Banaszek podkreślił, że Miłek próbował wpływać na działania związku, miał pretensje, że federacja podpisała umowę z Orlenem bez pytania go o zdanie, a gdy utracił możliwość kontrolowania poczynań związku, wycofał się ze sponsorowania.
"Utrata bezpośredniego wpływu na decyzje władz przez Dariusza Miłka spowodowała kryzys, w jakim dziś się znajdujemy" - zaznaczył. W minioną sobotę były wiceprezes PZKol Piotr Kosmala w wywiadzie dla portalu WP SportoweFakty powiedział, że „ważna osoba w środowisku kolarskim" miała się dopuścić czynów ohydnych jak zastraszanie, seks z podopiecznymi, w tym z nieletnimi, a nawet gwałt. Dodatkowo w grę wchodziły nadużycia finansowe. Potwierdzić miał to zewnętrzny audyt zlecony przez Banaszka. Po tej publikacji minister sportu i turystyki Witold Bańka wezwał do natychmiastowej dymisji cały zarząd PZKol, na czele z Banaszkiem. Do piątkowej konferencji pięciu z dziewięciu członków zarządu zrezygnowało z funkcji.
Prezes PZKol przypomniał, że na początku jego kadencji znakomicie układała się współpraca z ministerstwem sportu, że dzięki ministrowi Bańce pojawił się w związku Orlen i odniósł się do wezwania dymisji ze strony MSiT.
„Nie ma podstaw prawnych do tak daleko idących nacisków na legalnie wybrane władze PZKol. Nikt z nas nie złamał prawa. Naciski mają niezrozumiałą dla całego środowiska formę szantażu, a kartą przetargową jest finansowanie szkolenia. Ministerstwo wspiera zawodników, nie utrzymuje zarządu związku. Zarząd sprawuje swoją funkcję społecznie” - dodał.
Oprócz afery na tle obyczajowym, PZKol zmaga się z kłopotami finansowymi - jest poważnie zadłużony, ponadto wycofał się sponsor główny CCC, a sponsor strategiczny Orlen oraz ministerstwo zawiesiły finansowanie.

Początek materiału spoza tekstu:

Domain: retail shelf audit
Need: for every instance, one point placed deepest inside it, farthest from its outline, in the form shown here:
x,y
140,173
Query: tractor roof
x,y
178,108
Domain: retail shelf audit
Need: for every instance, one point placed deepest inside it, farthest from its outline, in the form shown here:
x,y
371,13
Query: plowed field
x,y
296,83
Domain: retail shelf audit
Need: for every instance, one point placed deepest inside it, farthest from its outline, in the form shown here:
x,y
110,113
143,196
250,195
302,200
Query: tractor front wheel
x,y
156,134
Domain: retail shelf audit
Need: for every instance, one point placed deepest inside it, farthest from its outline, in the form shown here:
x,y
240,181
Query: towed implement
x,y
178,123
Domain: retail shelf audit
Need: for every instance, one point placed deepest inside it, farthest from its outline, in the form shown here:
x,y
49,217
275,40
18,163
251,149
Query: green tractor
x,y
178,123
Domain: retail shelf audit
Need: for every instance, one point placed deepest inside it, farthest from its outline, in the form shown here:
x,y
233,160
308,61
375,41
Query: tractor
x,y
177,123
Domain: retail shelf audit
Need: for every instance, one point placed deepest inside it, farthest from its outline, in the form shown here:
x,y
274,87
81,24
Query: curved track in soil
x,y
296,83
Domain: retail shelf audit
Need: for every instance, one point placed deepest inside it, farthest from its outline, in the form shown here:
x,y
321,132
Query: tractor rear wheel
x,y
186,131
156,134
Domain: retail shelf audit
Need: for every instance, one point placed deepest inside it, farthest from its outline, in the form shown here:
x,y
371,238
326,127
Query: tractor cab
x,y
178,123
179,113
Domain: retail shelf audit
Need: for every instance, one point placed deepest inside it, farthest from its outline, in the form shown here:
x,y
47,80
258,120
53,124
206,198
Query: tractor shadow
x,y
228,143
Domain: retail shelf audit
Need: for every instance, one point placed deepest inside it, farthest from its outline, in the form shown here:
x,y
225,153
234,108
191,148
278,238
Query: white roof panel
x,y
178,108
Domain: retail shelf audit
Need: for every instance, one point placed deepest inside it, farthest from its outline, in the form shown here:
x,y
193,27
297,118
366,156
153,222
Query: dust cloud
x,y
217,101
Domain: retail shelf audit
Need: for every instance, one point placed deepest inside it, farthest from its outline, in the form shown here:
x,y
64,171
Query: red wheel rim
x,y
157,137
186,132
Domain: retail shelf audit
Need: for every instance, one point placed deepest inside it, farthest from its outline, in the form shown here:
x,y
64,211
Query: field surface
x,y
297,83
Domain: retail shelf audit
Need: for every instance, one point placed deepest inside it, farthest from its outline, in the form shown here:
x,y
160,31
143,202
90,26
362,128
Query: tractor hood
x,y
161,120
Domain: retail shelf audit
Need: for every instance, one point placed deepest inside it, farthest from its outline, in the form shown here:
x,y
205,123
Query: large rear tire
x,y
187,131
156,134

„Nie popełniłem przestępstwa, za naszej kadencji nie było mowy o skandalach obyczajowych. Jesteśmy dyscypliną z sukcesami. Proszę więc wskazać konkretne przewinienia tego zarządu, które musiałyby skutkować dymisją. Ministerstwo sportu na dzień dzisiejszy nie ma żadnych zastrzeżeń do rozliczeń finansowych PZKol. Zwrócenie uwagi na kwestie obyczajowe sprzed kilku lat wskazuje, że temu zarządowi i mnie osobiście nie można było przypisać żadnych win” – podkreślił Banaszek.